Wednesday, June 12, 2013

Beginning Writers: Too Much Of One Thing

(reprinted from the Greenhouse on The Wild Rose Press website)

Too much of a good thing….Isn’t
By Tiffany Roan, Editor The Wild Rose Press

We all know the saying: “You CAN have too much of a good thing.” It holds true in everyday life – a slice of chocolate cake is delicious, but the whole thing will leave you with a tummy ache (not to mention a few extra pounds). It’s even more true in the world of writing. Just last week I pulled out one of my old manuscripts with intentions of polishing it up for submission. As I began to read, I cringed inside. It was riddled with “-ing” words, and on the first page alone my heroine had gasped, clucked, beseeched, huffed, and pouted in her dialogue tags. We each have our own personal demons – the words (or word types) that we overuse – but today I’m going to discuss some of the most common ones.

“-Ing” words: Words that end with “-ing” are acceptable when used in moderation, but too many of them can make a manuscript sound weak. It’s often easy to replace “-ing” words with an action verb. Here’s an example based on a passage I recently read in one of my student’s papers:

Running for the door and shoving me out of the way, Sarah was screaming at the fleeing figure to bring back her purse.

Here’s a much more direct way to convey the same information:

Sarah ran for the door and shoved me out of the way. “Come back with my purse!” she screamed at the fleeing figure.

“-Ly” words: Adverbs as a whole are often unnecessary in a manuscript. The easiest way to spot them is to look for words that end in “-ly.” This includes words like quickly, steadily, hotly, pleasantly, quizzically, etc. Other common overused adverbs include often, very, and while.

“That”: Most of the time “that” is unnecessary in a sentence and just bogs it down. For example:
She couldn’t believe that she was the first place winner.

should be written:

She couldn’t believe she won first place.

Dialogue tags: Dialogue tags are tricky.
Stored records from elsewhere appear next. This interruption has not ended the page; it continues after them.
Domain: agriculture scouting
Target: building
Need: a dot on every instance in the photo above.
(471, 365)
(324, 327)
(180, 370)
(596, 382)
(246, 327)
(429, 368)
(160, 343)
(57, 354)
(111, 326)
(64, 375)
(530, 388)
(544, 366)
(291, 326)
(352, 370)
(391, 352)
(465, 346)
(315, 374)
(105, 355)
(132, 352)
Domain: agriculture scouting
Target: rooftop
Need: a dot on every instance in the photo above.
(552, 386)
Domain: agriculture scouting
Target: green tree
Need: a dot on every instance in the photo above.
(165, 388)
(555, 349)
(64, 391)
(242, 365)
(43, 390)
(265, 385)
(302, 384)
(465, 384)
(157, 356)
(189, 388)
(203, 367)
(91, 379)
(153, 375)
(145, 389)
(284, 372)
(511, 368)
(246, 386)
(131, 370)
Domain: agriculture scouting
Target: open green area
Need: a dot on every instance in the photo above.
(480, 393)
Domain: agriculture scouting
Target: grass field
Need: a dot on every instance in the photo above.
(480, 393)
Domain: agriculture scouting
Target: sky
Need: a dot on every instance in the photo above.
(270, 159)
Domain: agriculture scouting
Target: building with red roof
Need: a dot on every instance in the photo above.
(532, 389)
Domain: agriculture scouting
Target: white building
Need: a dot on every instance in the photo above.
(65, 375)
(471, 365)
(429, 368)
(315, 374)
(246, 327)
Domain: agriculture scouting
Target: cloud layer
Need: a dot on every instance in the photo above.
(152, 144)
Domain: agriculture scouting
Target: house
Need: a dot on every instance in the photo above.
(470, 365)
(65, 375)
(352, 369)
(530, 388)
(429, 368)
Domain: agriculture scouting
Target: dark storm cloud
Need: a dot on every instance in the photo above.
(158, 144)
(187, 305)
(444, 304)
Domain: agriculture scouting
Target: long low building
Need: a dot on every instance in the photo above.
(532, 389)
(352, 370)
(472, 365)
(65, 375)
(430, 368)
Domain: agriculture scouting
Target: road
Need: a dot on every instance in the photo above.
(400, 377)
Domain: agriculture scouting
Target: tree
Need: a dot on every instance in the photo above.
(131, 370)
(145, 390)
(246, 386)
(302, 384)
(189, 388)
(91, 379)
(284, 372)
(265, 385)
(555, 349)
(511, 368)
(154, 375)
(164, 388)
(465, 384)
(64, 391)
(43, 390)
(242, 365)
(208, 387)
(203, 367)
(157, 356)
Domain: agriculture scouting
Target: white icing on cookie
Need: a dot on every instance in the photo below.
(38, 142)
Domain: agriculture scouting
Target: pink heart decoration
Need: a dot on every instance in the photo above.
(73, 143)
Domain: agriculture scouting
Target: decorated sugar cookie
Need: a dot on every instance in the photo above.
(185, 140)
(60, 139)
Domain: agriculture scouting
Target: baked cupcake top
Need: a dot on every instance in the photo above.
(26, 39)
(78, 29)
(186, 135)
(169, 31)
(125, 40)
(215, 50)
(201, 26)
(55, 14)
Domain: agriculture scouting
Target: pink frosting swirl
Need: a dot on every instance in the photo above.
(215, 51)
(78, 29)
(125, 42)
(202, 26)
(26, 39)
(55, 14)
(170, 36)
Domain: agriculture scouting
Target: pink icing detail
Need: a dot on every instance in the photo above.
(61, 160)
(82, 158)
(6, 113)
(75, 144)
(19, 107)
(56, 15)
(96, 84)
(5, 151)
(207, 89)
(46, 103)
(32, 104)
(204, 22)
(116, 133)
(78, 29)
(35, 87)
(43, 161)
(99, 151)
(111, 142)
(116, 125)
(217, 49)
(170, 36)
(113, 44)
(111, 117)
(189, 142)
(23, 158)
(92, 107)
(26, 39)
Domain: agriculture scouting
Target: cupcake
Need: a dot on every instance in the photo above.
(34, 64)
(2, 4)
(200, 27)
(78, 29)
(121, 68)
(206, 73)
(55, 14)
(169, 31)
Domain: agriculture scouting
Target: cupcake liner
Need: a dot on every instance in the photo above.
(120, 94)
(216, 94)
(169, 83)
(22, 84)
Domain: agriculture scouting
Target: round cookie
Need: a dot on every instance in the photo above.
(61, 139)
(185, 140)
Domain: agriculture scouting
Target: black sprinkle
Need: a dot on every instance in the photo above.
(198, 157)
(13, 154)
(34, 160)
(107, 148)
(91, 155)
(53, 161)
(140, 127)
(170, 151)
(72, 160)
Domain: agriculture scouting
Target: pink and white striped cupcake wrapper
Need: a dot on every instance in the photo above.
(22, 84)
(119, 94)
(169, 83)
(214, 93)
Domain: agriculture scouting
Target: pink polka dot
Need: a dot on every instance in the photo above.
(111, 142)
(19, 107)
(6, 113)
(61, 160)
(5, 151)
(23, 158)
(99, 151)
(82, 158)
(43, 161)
On one hand, it gets boring to constantly read, “he said, she said, they said, we said…” On the other hand, interesting dialogue tags can be a distraction when they are overused. There are only so many times in one conversation that your characters need to huff, screech, snort, laugh, and plead. Some writers consider “said” to be an invisible tag. This means the reader’s eyes go right over it, and it doesn’t break up the continuity of the dialogue. So, though you may need to throw in the interesting dialogue tag now and then, try not to overuse them! One great trick is to remove dialogue tags completely from some of your sentences. Instead of saying:

“I give up!” she cried as she stormed out of the room.


“I give up!” She stormed out of the room.

These are just a few of the most common overused writing conventions. You may do all of these, or you may have your own “pet word” that shows up again and again in your writing. It’s time to put your manuscript on a diet. Get out a pack of highlighters and carefully read over your manuscript. Every time you come upon one of these errors, highlight it. I like to use a different color for each type of error (-ing words in one color, dialogue tags in another, etc.). Then go back and see if there’s something else you could use to spice up your writing. You don’t have to get rid of all of them, but you should be able to eliminate the majority. Then sit back and admire your skinny new manuscript!